|
|
|
|
|
by timtadh
4860 days ago
|
|
[Edit: the parent originally had a sentence about not understanding why people like Python for Scientific Computing. This was my response to that. The parent has now removed the sentence.] We (the people using Python for Scientific Computing) like Python for the following reasons: 1. Numpy+Scipy+matplotlib+cvxopt is a very speedy environment. Its only real competitor for what it provides is MatLab. I have a colleague who bench marked Python vs. Matlab for our workload. Python is faster. (often because some of the algorithms used are newer than the equivalents in Matlab.) 2. It is a very productive environment. We do a lot of evolutionary changes and prototyping. Doing in this in C would slow us down in dev. time. This is academic work and mostly the code isn't important the analysis is. 3. We generally know where the "hot loops" are. Which is what we focus on for optimization. This generally involves doing math on paper. Then implementing it.
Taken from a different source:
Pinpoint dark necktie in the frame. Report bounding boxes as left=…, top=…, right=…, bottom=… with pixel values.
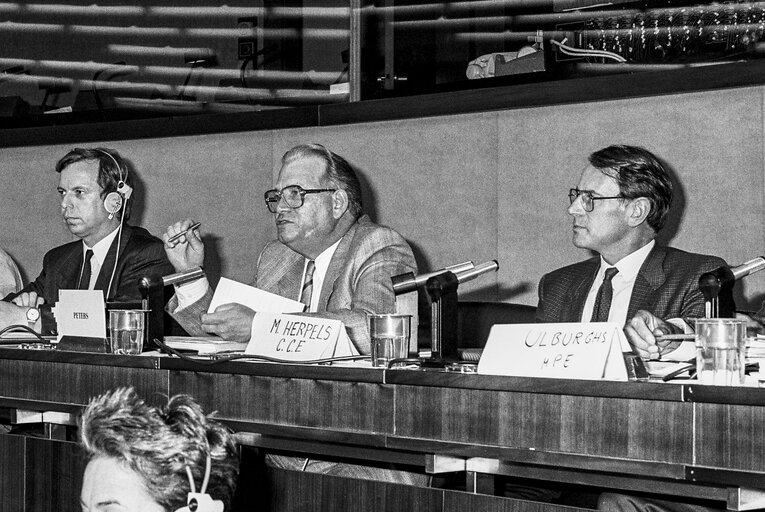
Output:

If you turn loops in to matrix multiplications and use a good matrix library you get a great speed up. |
|
I have a colleague who bench marked Python vs. Matlab for our workload. Python is faster
Is it also faster than C? From my limited experience, it seems that people sometimes spend a lot of time on concurrency when faster code would have been easier.
This generally involves doing math on paper. Then implementing it.
Ah, yes, math always wins. This reinforces your point #2.
So, is #2 that much of a win? Do scientific programs spend more time in "development" than "production"?